A canção homenageia Rekia Boyd, Latasha Nicole Walton, Atatiana Jefferson, Kendra James, Priscilla Slater, Yuvette Henderson, Renee Davis, Kyam Livingston, Cynthia Fields, Kindra Chapman, India Kager, Shelly Frey, LaJuana Phillips, Kisha Michael, Dannette Daniels, Crystal Ragland, Pamela Turner, Latandra Ellington, Crystalline Barnes, Korryn Gaines, Michelle Cusseaux, India Cummings, Sandra Bland, Symone Marshall, Yvette Smith, Margaret Mitchell, Mya Hall, Tyisha Miller, Alesia Thomas, Kayla Moore, Alberta Spruill, Breonna Taylor, Aiyana Stanley-Jones, Nizah Morris, LaTanya Haggerty, Layleen Polanco, Shereese Francis, Sheneque Proctor, April Webster, Kathryn Johnston, Michelle Shirley, India Beaty, Tanisha Anderson, Sandy Guardiola, Shukri Ali Said, Duanna Johnson, Eleanor Bumpurs, Jessica Williams, Sarah Riggins, Charleena Lyles, Sharmel Edwards, Deborah Danner, Joyce Curnell, Natasha McKenna, Darnesha Harris, Pearlie Golden, Miriam Carey e Tarika Wilson.

”Estamos honrados que a senhorita Monáe e tantas outras artistas tenham emprestado suas vozes para reverter o que nós chamamos de “perda da perda”, disse Kimberlé Crenshaw. Nós temos visto em primeira mão as consequências a longo prazo dessa inimaginável perda da vida pelas mãos da Polícia. Esta música vem em um momento especialmente desafiador para a rede de mães #SayHerName, quando temos de nos juntar pelo luto de Cassandra Johnson, que testemunhou o assassinato brutal de sua filha Tanisha Anderson pela polícia de Cleveland durante uma emergência de saúde mental. Embora seu comprometimento em buscar justiça para Tanisha a dê forças, sua morte nas últimas semanas faz dela outro caso brutal desse tipo de absurdo.  Com essa canção, nós honramos Cassandra, Vickie McAdory, e outras de nossas irmãs que foram quebradas pela morte brutal, honramos India Beaty e todas as famílias que sofrem a tragédia que é ter suas vidas roubadas e o trauma e indignação oriundos disso.  Essa canção diz a eles que nós os vemos e vamos lhes dar apoio até que a justiça seja feita”.

A canção de 17 minutos apresenta Kimberlé Crenshaw, Janelle Monáe, Beyoncé, Alicia Keys, Chlöe x Halle, Tierra Whack, Isis V., Zoë Kravitz, Brittany Howard, Asiahn, Mj Rodriguez, Jovian Zayne, Angela Rye, Nikole Hannah-Jones, Brittany Packnett Cunningham e Alicia Garza. Por meio desta canção, essas mulheres unidas – não somente como artistas e ativistas, mas como filhas – clamam para que haja uma educação antirracista e o compartilhamento das histórias dessas mulheres que morreram pelas mãos da polícia.

“Say Her Name” dá sequência à canção de protesto de Janelle Monáe e Wondaland “Hell You Talmbout” a qual ela apresentou na marcha das mulheres de 2017 em Washington D.C. e foi escrita em resposta à violência policial. 

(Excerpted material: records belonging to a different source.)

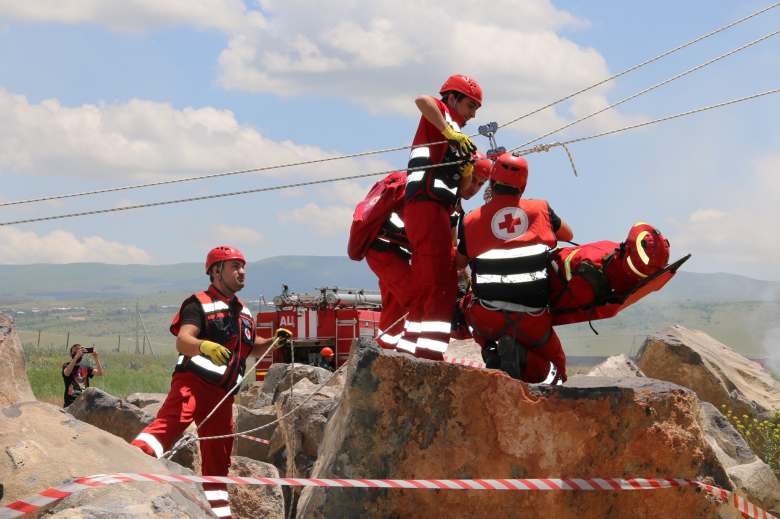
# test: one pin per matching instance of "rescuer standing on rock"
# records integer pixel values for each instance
(215, 333)
(507, 242)
(431, 197)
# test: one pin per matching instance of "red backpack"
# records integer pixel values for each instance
(373, 211)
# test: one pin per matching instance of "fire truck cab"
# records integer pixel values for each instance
(331, 317)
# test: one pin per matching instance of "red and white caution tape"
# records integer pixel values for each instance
(51, 495)
(256, 440)
(464, 362)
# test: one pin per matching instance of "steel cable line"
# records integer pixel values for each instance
(652, 87)
(387, 150)
(528, 151)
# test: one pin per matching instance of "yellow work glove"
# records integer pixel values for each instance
(283, 336)
(460, 140)
(218, 354)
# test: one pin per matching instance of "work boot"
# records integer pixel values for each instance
(513, 357)
(490, 356)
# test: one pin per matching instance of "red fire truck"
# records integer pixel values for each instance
(330, 317)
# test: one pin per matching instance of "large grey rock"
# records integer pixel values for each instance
(747, 472)
(718, 374)
(616, 366)
(255, 501)
(406, 418)
(247, 419)
(143, 400)
(42, 446)
(14, 386)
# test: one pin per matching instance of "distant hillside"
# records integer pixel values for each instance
(301, 273)
(102, 281)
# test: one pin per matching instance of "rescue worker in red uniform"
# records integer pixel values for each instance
(389, 255)
(432, 194)
(215, 333)
(506, 243)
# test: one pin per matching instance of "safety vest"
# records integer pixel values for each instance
(508, 242)
(437, 184)
(234, 329)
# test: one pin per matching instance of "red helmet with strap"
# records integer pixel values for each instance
(223, 253)
(647, 251)
(510, 170)
(464, 85)
(482, 166)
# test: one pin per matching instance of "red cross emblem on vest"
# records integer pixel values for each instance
(509, 223)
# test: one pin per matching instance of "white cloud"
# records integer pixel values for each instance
(24, 247)
(133, 15)
(740, 233)
(328, 221)
(384, 54)
(233, 234)
(141, 139)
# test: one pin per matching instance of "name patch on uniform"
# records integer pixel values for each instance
(509, 223)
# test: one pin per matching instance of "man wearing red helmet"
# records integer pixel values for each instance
(215, 333)
(432, 194)
(506, 243)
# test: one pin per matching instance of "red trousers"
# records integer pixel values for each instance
(433, 280)
(393, 272)
(192, 398)
(528, 330)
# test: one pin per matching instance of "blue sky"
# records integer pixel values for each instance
(105, 93)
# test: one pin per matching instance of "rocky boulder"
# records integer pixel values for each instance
(616, 366)
(247, 419)
(253, 501)
(43, 446)
(716, 373)
(748, 473)
(14, 386)
(96, 407)
(406, 418)
(143, 400)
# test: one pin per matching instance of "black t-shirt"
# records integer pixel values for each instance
(191, 312)
(77, 382)
(555, 220)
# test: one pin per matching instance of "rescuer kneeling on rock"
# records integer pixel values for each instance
(215, 333)
(506, 242)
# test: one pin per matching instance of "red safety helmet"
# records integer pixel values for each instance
(464, 85)
(482, 166)
(223, 253)
(510, 170)
(647, 251)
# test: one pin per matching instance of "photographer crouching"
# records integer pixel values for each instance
(76, 376)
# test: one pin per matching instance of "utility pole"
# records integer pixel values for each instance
(137, 349)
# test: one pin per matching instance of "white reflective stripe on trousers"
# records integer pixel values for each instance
(152, 442)
(420, 152)
(512, 278)
(430, 344)
(439, 184)
(435, 327)
(216, 495)
(406, 345)
(413, 327)
(222, 511)
(415, 176)
(517, 252)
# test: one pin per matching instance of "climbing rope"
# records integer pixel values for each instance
(397, 148)
(653, 87)
(517, 150)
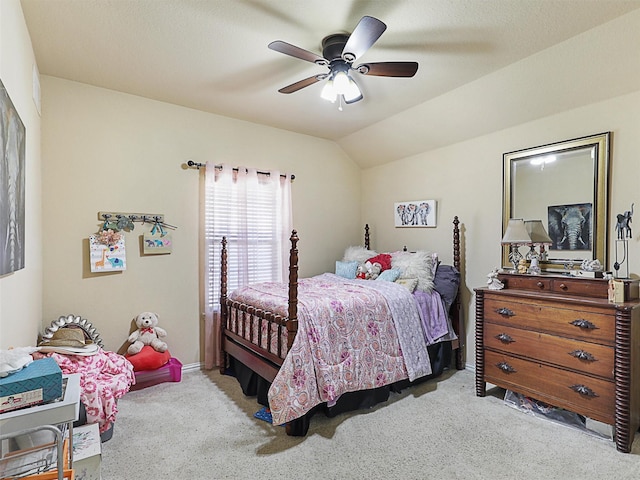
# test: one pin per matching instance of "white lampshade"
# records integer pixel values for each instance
(536, 231)
(516, 233)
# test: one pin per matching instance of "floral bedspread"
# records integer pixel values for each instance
(348, 340)
(104, 377)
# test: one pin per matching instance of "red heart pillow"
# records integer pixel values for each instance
(148, 359)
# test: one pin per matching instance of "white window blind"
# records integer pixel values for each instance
(253, 212)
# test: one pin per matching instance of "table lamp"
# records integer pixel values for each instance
(515, 235)
(539, 237)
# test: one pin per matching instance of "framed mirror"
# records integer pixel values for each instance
(566, 185)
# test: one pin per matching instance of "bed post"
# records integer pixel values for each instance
(460, 353)
(223, 303)
(366, 236)
(292, 322)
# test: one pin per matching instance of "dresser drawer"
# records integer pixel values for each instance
(594, 398)
(589, 358)
(582, 287)
(584, 324)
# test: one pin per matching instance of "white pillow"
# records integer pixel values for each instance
(357, 254)
(415, 265)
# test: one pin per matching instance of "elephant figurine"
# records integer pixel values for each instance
(623, 224)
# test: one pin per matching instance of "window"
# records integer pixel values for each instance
(253, 211)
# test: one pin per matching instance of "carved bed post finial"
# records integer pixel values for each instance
(292, 323)
(458, 318)
(456, 243)
(223, 303)
(366, 237)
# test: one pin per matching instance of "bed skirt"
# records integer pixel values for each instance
(255, 386)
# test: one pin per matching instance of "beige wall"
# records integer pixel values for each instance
(21, 291)
(108, 151)
(473, 188)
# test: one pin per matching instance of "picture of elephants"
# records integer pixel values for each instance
(418, 213)
(12, 180)
(571, 226)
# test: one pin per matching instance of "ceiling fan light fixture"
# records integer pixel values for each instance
(352, 94)
(329, 91)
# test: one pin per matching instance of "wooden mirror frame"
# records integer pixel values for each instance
(598, 146)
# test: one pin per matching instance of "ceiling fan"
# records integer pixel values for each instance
(339, 52)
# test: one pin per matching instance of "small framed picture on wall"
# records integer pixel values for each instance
(418, 213)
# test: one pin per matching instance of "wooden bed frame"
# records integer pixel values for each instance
(265, 363)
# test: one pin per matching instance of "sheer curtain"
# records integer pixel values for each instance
(253, 210)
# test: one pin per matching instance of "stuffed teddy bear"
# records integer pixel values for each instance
(368, 271)
(148, 333)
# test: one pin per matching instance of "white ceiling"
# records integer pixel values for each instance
(212, 55)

A renda da canção e do vídeo será toda revertida ao African American Policy Forum.

 

 

Créditos da Imagem: Divulgação

 

Sobre THE AAPF:

“The African American Policy Forum", junto ao "Center for Intersectionality and Social Policy Studies" da Escola de Direito de Columbia, fundou a campanha #SayHerName em dezembro de 2014 para destacar os nomes e histórias de meninas, senhoras e mulheres negras que são constantemente invisibilizadas, vítimas da violência policial. Desse esforço nasceu a rede de mães #SayHerName, uma comunidade de mães e famílias membros do "Black women, girls and femmes killed by police". A missão da rede de mães é recuperar as memórias de suas vidas roubadas e fornecer suporte a outras mães e famílias que foram impactadas pela violência policial racista e advogar por intervenções sociais, judiciais e legais para garantir políticas que assegurem políticas humanas e de afirmação às comunidades por todo os Estados Unidos”.